Structured IB: Improving Information Bottleneck with Structured Feature Learning
Hanzhe Yang, Youlong Wu, Dingzhu Wen, Yong Zhou, Yuanming Shi
TL;DR
This work addresses the challenge of extracting maximally informative representations under compression in Information Bottleneck (IB) learning by introducing Structured IB (SIB), which augments a primary encoder with multiple auxiliary encoders to capture complementary information. The aggregated representation $\hat{Z}=w_0 Z+\sum_{i=1}^K w_i Z_i$ is trained in a three-stage process that combines the IB Lagrangian objective with a discriminator-based independence constraint to ensure feature distinctiveness. Empirically, SIB variants yield higher $I(Z,Y)$ for a fixed $I(X,Z)$ and achieve improved accuracy with smaller networks on MNIST and CIFAR-10, while revealing insights about the contribution of auxiliary features and weight dynamics.

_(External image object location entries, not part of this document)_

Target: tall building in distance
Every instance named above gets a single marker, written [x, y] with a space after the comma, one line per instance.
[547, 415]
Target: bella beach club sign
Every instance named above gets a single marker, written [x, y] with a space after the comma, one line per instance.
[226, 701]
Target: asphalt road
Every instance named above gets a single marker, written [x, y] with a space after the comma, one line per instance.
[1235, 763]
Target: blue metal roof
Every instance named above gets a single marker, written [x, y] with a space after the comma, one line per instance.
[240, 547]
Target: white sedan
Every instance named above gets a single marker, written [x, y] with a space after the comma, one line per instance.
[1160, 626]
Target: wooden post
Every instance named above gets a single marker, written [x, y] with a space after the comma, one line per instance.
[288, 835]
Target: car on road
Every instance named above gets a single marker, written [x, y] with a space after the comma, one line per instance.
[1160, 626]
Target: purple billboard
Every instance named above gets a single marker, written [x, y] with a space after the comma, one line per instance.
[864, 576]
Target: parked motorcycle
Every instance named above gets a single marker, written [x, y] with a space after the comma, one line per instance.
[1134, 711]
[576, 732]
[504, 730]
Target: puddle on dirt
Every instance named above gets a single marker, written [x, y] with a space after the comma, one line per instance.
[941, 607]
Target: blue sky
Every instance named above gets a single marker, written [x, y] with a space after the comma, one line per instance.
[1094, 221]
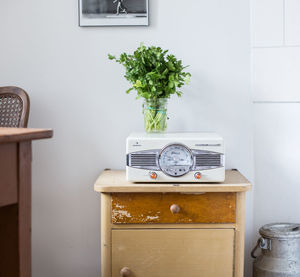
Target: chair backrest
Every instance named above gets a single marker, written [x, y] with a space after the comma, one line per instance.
[14, 107]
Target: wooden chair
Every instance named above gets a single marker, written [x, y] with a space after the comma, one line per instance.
[14, 107]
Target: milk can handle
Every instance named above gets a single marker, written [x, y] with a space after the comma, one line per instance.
[261, 243]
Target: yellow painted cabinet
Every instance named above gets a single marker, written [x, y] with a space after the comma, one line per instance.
[167, 230]
[173, 252]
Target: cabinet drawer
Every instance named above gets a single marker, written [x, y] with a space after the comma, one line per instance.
[140, 208]
[173, 252]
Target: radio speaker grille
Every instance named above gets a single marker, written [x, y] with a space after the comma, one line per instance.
[208, 160]
[142, 159]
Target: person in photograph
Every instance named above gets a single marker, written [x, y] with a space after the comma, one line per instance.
[120, 7]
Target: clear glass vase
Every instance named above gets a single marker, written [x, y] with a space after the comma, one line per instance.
[155, 115]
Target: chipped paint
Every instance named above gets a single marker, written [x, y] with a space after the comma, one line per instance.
[145, 208]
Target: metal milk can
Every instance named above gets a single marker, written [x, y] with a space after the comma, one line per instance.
[280, 255]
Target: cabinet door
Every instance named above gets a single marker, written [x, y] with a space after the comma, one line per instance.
[173, 252]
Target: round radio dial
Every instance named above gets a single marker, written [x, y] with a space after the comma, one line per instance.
[175, 160]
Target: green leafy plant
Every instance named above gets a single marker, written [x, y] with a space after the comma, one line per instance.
[154, 75]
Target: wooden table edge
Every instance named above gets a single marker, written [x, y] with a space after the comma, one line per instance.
[28, 134]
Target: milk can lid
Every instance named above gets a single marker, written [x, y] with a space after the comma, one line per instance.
[280, 230]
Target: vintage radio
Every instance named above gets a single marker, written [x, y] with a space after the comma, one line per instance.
[175, 157]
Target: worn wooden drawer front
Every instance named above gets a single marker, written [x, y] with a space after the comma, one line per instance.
[139, 208]
[173, 252]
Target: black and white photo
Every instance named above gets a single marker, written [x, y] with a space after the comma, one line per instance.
[113, 12]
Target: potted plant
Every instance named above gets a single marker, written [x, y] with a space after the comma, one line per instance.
[155, 76]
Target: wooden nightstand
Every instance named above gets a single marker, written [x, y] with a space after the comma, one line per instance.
[172, 229]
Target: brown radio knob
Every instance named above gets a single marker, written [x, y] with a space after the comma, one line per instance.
[175, 209]
[125, 272]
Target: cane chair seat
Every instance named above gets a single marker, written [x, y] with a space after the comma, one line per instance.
[14, 107]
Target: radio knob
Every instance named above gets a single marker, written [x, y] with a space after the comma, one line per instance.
[125, 272]
[197, 175]
[175, 209]
[153, 175]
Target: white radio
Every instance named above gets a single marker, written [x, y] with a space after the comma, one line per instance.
[175, 157]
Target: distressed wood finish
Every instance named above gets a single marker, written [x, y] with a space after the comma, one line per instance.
[147, 208]
[8, 169]
[15, 200]
[170, 249]
[111, 181]
[176, 252]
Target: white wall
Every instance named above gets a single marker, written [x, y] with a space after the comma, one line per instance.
[276, 96]
[78, 92]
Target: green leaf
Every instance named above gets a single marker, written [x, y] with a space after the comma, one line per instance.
[152, 72]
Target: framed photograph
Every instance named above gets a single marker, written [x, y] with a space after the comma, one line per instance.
[113, 12]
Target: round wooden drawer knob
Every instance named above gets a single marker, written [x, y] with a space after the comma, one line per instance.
[175, 209]
[125, 272]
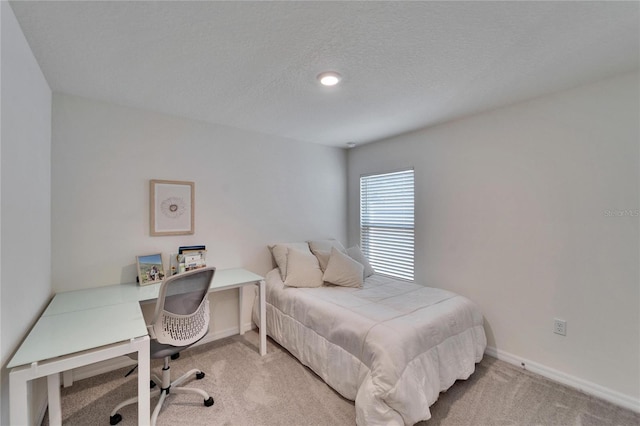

The framework offers a principled, parameter-efficient approach to enhancing IB-based learning and can be extended to other IB formulations and more expressive feature aggregations.
Abstract
The Information Bottleneck (IB) principle has emerged as a promising approach for enhancing the generalization, robustness, and interpretability of deep neural networks, demonstrating efficacy across image segmentation, document clustering, and semantic communication. Among IB implementations, the IB Lagrangian method, employing Lagrangian multipliers, is widely adopted. While numerous methods for the optimizations of IB Lagrangian based on variational bounds and neural estimators are feasible, their performance is highly dependent on the quality of their design, which is inherently prone to errors. To address this limitation, we introduce Structured IB, a framework for investigating potential structured features. By incorporating auxiliary encoders to extract missing informative features, we generate more informative representations. Our experiments demonstrate superior prediction accuracy and task-relevant information preservation compared to the original IB Lagrangian method, even with reduced network size.